Histoires littéraires n° 82 (Du Lérot éditeur, avril-mai-juin 2020; 200 p., 25 €).

Jean Cocteau – Publicités – Myriam Boucharenc – Maurice Carême – Les frères Galignani philanthropes.

VENDREDI.                 

Le cabinet de curiosités du notulographe.

Menu carné.

Villeurbanne (Rhône), photo de Bernard Gautheron, 9 novembre 2018

Xonrupt-Longemer (Vosges), photo de l’auteur, 30 avril 2018

SAMEDI.            

Films vus.

  • N’oublie pas que tu vas mourir (Xavier Beauvois, France, 1995)
  • Drive My Car (Doraibu mai kâ, Ryûsuke Hamaguchi, Japon, 2021).

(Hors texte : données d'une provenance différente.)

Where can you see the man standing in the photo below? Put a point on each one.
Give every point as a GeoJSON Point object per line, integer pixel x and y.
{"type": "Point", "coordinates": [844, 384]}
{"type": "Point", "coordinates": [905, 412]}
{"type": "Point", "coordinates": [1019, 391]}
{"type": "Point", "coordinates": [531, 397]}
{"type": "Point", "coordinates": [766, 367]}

Bestiolaire de Saint-Jean-du-Marché.

Identification d’un Moro-sphinx, d’un Leste fiancé, d’un Bourdon des pierres et, merveille devenue si rare que je pensais ne jamais la voir, d’un Machaon. Riche journée.            

L’Invent’Hair perd ses poils.

Vandœuvre-lès-Nancy (Meurthe-et-Moselle), photo de l’auteur, 30 mai 2012

Saint-André-les-Vergers (Aube), photo de Catherine Stavrinou, 18 janvier 2014            

IPAD (Itinéraire Patriotique Alphabétique Départemental).

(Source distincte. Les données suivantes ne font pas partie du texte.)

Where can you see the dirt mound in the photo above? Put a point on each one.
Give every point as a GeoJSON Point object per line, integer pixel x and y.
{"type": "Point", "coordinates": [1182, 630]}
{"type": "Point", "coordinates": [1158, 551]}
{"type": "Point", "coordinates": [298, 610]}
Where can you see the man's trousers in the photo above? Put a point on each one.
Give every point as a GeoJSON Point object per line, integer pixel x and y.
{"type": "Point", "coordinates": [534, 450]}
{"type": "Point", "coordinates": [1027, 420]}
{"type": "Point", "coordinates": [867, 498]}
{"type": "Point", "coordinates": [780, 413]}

14 juillet 2021. 159 km. (41 027 km).

140 habitants

La stèle se dresse contre la façade de la Mairie. Pas le temps de la détailler, il pleut des cordes. Je prends les photos en espérant que je pourrai déchiffrer les noms dont les lettres ont pour grande partie perdu leur dorure.

La commune de

Sionne

À ses enfants

Morts pour

La France

1914-1918

1939-1945

Droite :

ÉTIENNE Auguste

FERRY Louis

POTTIER Fernand

LOUDENOT Louis

Gauche :

CHARLICANNE Maurice

CIEAUX Ernest

DINE Léon

ÉTIENNE André

Poil et pellicule.

Logan Lucky (Steven Soderbergh, É.-U. – Chine, 2017)

Bon dimanche,

Philippe DIDION

19 juin 2022 – 975

LUNDI.

Lecture.

Journal de 5 à 7 (René Fallet, Éditions des Équateurs, 2021; 464 p., 21 €).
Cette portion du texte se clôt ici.